The Attempt at a Solution

(a) I rearranged the equation to C = 1/(2πf_cR). I got 71.2 pF but am uncertain.
(b) Not sure if this is the relevant equation. If it is, than I am uncertain how to get the frequency of the input voltage.

 

[milesyoung]

(a) I rearranged the equation to C = 1/(2πfcR). I got 71.2 pF but am uncertain.

The equation is fine, but you got the wrong number out of it. Can't tell you what went wrong if you don't show your calculation.

(b) Not sure if this is the relevant equation. If it is, than I am uncertain how to get the frequency of the input voltage.

Recall the general expression $A\cos(\omega t + \phi)$, where $A$, $\omega$, $\phi$ is the amplitude, angular frequency and phase, respectively, of the sinusoid. Match that to what you're given.

After you've done that, think about what the purpose of a low-pass filter is and how it affects signals below and above its cut-off frequency.

 

[joel amos]

(a) I rechecked my work and got 677.3 pF
(b) So if without the low pass filter the peak voltage would be 3V. Would the frequency be 2π4000 = 25132.7? What about phase? If I'm assuming the values from part (a), then wouldn't the output voltage match the input voltage as 25.1 kHz < 50kHz and this is a low pass filter? If this is wrong and the frequency is really higher than the cutoff, I know that output lessens as frequency increases, but I'm not sure of the equation that would give me the voltage output.

 

[milesyoung]

(a) I rechecked my work and got 677.3 pF

Great.

Would the frequency be 2π4000 = 25132.7?

You have ω = 2π4000 rad/s, which is the angular frequency. What is the relationship between frequency and angular frequency?

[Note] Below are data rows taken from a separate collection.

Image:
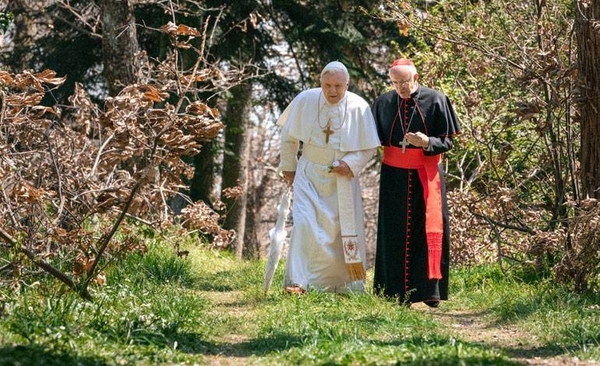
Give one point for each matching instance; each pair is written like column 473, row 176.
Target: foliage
column 75, row 176
column 511, row 71
column 219, row 312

If I'm assuming the values from part (a), then wouldn't the output voltage match the input voltage as 25.1 kHz < 50kHz and this is a low pass filter?

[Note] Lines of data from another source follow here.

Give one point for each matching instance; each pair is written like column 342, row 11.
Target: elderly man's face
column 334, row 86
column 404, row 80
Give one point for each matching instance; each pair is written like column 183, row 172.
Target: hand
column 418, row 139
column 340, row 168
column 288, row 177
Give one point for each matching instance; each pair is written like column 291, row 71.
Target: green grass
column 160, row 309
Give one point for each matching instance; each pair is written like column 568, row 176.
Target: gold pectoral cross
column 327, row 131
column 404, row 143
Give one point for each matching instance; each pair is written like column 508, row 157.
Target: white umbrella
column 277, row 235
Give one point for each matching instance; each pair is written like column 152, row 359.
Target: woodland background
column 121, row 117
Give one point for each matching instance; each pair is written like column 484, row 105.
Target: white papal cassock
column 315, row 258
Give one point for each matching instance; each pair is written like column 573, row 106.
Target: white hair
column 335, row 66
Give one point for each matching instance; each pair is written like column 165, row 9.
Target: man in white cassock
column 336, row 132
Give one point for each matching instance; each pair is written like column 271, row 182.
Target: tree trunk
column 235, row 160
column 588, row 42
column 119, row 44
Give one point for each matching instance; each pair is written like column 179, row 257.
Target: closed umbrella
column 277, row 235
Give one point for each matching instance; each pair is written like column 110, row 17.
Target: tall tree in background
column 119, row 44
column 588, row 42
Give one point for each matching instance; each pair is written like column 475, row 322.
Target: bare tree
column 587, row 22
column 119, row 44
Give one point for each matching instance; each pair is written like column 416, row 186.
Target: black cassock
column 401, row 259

Approximately, if the frequency of the input waveform was lower. There'll be a difference in phase.

 

[joel amos]

Ah right, so the frequency is simply 4 kHz, which means V_out would be approximately equal to V_in.

 

[LvW]

Yes - approximately. However, do you think this answers the queston? Why not do an exact calculation?

 

[joel amos]

Well, I don't know how to do the calculation. This graph makes is seem as though they'd be exactly equivalent:

 

[LvW]

No - it`s impossible. Because at 4 kHz the capacitor has an impedance other than infinite, you have a (small) voltage division between R and C.
In addition, there is a (small) phase shift, Thus, you have to use the complex transfer function for separately calculating magnitude and phase.
Don`t you remember - in your first post you have given already the correct magnitude expression. Insert the frequency - and you have the result.

(Remark: The shown graph is not very realistic for a first-order lowpass)